LLM Interaction Patterns, Guardrails & Techniques
This document describes how Mistral Vibe shapes LLM behavior: how prompts are assembled, how tools are presented, how the conversation loop operates, and what guardrails constrain the LLM at every level. It provides the cross-cutting "LLM interaction design" perspective that complements the per-component docs (02-agent-loop, 04-middleware, 05-llm-backends).
1. System Prompt Assembly
Entry point: get_universal_system_prompt() at vibe/core/system_prompt.py:415-466
The system prompt is built by concatenating independent sections, joined by "\n\n". Each section is gated by a config flag, allowing agent profiles to strip the prompt down.
Assembly Flow
get_universal_system_prompt()
│
├── config.system_prompt ← base prompt (cli.md, 47 lines)
│
├── [if include_commit_signature]
│ └── _add_commit_signature() ← git commit heredoc template (line 361)
│
├── [if include_model_info]
│ └── f"Your model name is: `{config.active_model}`"
│
├── [if include_prompt_detail]
│ ├── _get_os_system_prompt() ← platform + shell detection (line 339)
│ ├── tool prompts ← per-tool .md files, joined by "\n---\n"
│ ├── skills catalog ← XML <available_skills> block (line 374)
│ └── subagents catalog ← markdown list (line 402)
│
├── [if include_project_context]
│ ├── ProjectContextProvider ← directory tree + git status (line 36)
│ └── _load_project_doc() ← VIBE.md / AGENTS.md content (line 24)
│
└── "\n\n".join(sections)
Section Details
| # | Section | Source | Config Gate |
|---|---|---|---|
| 1 | Base prompt | cli.md — behavioral rules, tool usage, code modification style, tone |
config.system_prompt (always present) |
| 2 | Commit signature | _add_commit_signature() (line 361) — heredoc template for git commits |
include_commit_signature |
| 3 | Model identity | Active model name string injection (line 427) | include_model_info |
| 4 | OS/shell info | _get_os_system_prompt() (line 339) — platform name + shell path, Windows-specific command rules |
include_prompt_detail |
| 5 | Tool prompts | Per-tool .md files loaded via BaseTool.get_tool_prompt() (tools/base.py:130-149), joined by \n---\n |
include_prompt_detail |
| 6 | Skills catalog | XML <available_skills> with HTML-escaped name, description, path per skill (line 374) |
include_prompt_detail |
| 7 | Subagents catalog | Markdown bullet list from AgentManager.get_subagents() (line 402) |
include_prompt_detail |
| 8 | Project context | Directory tree (depth/file limited, gitignore-aware) + git branch/status/log via ProjectContextProvider (line 36) |
include_project_context |
| 9 | Project docs | Trusted VIBE.md/AGENTS.md file content, up to max_doc_bytes (line 460) |
include_project_context |
Base Prompt (cli.md)
The 47-line cli.md sets the LLM's fundamental identity and constraints:
- Identity: "You are operating as and within Mistral Vibe, a CLI coding-agent built by Mistral AI"
- Tool usage rules: always use tools, check required params, use exact user-provided values
- Code modification rules: read before editing, minimal changes, no over-engineering, no backward-compat hacks, match existing style
- Code references:
file_path:line_numberformat - Tone: no emojis unless requested, concise CLI-style output, no praise/validation, professional objectivity
Project Context Provider
ProjectContextProvider (line 36) generates an LLM-friendly directory tree with multiple safety bounds:
- Max depth:
config.max_depth - Max files:
config.max_files - Max chars:
config.max_charswithtruncation_buffer - Timeout:
config.timeout_seconds - Gitignore-aware: loads
.gitignorepatterns plus ~30 hardcoded defaults (.git,node_modules,__pycache__, etc.)

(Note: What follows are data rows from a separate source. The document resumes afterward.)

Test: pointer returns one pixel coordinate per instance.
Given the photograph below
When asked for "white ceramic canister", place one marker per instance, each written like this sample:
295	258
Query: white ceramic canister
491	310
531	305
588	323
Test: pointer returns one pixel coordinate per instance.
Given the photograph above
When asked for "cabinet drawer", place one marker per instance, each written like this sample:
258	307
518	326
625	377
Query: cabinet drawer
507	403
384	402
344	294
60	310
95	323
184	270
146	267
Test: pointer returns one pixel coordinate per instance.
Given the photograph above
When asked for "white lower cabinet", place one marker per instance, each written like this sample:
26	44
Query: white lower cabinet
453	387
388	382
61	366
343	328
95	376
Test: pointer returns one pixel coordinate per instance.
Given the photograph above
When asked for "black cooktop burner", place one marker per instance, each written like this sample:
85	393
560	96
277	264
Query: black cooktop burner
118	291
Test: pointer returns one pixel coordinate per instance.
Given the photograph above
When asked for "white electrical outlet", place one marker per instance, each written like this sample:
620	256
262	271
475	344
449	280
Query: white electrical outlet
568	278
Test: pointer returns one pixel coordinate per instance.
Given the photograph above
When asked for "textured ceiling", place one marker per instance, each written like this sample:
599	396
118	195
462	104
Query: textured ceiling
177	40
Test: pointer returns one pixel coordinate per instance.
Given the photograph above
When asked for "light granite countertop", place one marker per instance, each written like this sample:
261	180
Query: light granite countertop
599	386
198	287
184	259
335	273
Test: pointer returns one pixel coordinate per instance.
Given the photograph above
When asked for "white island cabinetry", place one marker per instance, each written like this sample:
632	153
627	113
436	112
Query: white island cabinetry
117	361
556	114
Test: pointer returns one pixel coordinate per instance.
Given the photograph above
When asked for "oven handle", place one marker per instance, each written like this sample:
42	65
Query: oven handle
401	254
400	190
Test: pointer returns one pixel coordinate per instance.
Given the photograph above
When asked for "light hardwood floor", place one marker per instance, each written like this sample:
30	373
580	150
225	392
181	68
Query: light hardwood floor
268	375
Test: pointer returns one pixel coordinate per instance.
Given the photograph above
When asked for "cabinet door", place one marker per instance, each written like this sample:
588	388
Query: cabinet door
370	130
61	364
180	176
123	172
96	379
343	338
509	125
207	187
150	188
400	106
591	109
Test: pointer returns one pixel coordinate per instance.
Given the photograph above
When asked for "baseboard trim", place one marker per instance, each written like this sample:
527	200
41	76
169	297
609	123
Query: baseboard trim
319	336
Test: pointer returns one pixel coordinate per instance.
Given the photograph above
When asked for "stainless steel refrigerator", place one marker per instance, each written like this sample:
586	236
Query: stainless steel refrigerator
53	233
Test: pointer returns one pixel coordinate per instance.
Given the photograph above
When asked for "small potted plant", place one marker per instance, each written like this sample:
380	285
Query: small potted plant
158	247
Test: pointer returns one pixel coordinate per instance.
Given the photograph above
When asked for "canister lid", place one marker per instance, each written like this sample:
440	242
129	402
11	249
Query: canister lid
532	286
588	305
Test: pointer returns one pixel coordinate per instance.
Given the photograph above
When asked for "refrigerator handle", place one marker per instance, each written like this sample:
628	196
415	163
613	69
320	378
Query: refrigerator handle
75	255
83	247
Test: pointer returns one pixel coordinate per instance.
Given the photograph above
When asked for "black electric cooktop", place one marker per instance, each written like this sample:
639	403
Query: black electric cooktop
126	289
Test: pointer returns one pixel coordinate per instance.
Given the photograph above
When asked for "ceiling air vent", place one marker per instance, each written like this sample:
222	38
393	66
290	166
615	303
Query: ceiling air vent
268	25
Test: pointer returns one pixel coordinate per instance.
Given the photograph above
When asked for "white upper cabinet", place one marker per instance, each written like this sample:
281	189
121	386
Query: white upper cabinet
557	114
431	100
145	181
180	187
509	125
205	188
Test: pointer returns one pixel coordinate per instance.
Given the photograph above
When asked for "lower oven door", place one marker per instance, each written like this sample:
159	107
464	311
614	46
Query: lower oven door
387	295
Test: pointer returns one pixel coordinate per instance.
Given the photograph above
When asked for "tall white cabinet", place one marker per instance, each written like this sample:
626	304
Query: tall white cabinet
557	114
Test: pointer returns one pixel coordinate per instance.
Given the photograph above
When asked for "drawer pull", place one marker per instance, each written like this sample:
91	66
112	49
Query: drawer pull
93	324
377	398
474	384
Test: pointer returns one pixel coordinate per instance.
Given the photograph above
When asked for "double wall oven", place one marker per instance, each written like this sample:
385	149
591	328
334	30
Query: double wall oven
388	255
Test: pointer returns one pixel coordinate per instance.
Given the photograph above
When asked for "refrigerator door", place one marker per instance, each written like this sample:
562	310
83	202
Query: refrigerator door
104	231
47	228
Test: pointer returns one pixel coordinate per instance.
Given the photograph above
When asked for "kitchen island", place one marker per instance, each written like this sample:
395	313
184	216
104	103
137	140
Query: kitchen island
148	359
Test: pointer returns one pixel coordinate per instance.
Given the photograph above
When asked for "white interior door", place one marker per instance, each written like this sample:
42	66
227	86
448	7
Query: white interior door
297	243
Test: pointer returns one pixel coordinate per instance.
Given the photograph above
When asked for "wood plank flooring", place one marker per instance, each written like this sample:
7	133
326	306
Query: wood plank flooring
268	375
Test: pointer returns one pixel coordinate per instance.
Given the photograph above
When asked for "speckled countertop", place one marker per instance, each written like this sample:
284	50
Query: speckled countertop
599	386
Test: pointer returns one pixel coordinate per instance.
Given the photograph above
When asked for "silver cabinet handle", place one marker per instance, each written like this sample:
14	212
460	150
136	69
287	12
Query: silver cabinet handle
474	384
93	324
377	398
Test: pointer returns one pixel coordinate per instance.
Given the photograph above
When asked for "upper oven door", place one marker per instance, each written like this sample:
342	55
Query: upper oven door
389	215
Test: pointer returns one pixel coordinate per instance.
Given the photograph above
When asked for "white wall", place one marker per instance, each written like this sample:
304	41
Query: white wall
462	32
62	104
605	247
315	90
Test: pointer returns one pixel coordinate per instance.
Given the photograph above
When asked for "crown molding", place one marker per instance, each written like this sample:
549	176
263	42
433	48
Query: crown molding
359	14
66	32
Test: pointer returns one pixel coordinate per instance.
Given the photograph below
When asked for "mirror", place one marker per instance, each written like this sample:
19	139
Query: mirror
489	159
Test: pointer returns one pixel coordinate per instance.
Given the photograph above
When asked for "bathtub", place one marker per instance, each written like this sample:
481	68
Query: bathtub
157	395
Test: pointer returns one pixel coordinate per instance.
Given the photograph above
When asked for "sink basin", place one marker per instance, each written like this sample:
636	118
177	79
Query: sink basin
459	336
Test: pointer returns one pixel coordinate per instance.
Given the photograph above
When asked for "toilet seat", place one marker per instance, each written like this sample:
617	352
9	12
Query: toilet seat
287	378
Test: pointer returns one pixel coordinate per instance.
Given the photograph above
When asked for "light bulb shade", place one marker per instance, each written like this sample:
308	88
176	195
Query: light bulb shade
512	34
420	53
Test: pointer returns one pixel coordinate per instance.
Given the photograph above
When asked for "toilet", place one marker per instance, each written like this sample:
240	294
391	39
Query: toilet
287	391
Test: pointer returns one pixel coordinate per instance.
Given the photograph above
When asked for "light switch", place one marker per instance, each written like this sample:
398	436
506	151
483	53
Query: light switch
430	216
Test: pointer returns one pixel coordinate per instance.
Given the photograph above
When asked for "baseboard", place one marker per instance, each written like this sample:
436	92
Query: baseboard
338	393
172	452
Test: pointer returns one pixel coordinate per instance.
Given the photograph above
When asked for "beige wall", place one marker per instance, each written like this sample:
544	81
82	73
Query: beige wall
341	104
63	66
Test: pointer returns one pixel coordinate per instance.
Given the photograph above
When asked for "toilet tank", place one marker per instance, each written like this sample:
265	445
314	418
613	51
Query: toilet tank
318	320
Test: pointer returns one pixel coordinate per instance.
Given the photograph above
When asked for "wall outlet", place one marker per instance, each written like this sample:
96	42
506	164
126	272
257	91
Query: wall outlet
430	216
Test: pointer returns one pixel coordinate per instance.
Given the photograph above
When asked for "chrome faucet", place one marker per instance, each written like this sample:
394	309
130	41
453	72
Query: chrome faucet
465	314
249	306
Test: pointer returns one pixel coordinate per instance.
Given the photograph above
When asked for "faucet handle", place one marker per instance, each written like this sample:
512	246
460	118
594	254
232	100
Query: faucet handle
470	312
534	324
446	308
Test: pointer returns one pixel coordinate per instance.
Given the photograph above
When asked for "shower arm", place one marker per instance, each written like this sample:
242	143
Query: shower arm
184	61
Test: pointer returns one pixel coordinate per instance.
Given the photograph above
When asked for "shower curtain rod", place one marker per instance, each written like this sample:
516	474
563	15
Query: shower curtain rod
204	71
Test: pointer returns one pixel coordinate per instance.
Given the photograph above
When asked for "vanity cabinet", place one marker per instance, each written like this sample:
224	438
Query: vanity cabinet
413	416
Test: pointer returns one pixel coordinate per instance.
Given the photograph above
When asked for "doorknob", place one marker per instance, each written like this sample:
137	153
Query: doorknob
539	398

The git status section includes current branch, main branch detection (checks for origin/master vs origin/main), porcelain status summary, and recent commit log with decoration stripping.
2. Tool Definition Formatting
File: vibe/core/llm/format.py — APIToolFormatHandler at line 58
How Tools Are Presented to the LLM
The get_available_tools() method (line 63) builds the tool list sent with each API call:
AvailableTool(
function=AvailableFunction(
name=tool_class.get_name(), # CamelCase → snake_case
description=tool_class.description, # Class-level docstring
parameters=tool_class.get_parameters() # Cleaned JSON schema
)
)Name conversion (tools/base.py:314-317): re.sub(r"(?<!^)(?=[A-Z])", "_", name).lower() converts class names like SearchReplace to search_replace.
Schema generation (tools/base.py:291-311): Pydantic model_json_schema() with cleanup:
- Strips
titlefrom top-level and all properties - Strips
titlefrom$defsentries and their nested properties - Removes top-level
description
Tool choice: Always "auto" (line 75-76).
Full Tool Call Pipeline
AvailableTool definitions
→ sent with API request
→ LLM returns tool_calls in response
→ APIToolFormatHandler.parse_message() → ParsedToolCall(s)
→ resolve_tool_calls() validates against ToolManager
→ ResolvedToolCall (success)
→ FailedToolCall (unknown tool or validation error)
Key types in the pipeline:
| Type | Fields | Purpose |
|---|---|---|
ParsedToolCall |
tool_name, raw_args, call_id |
Raw extraction from API response |
ResolvedToolCall |
tool_name, tool_class, validated_args, call_id |
Validated against Pydantic model |
FailedToolCall |
tool_name, call_id, error |
Unknown tool or validation failure |
3. Conversation Loop Pattern
File: vibe/core/agent_loop.py — see 02-agent-loop for full detail
Loop Structure
act(msg)
├── _clean_message_history() ← repair missing tool responses
└── _conversation_loop(msg)
├── append user message
├── yield UserMessageEvent
└── while not should_break_loop:
├── middleware_pipeline.run_before_turn()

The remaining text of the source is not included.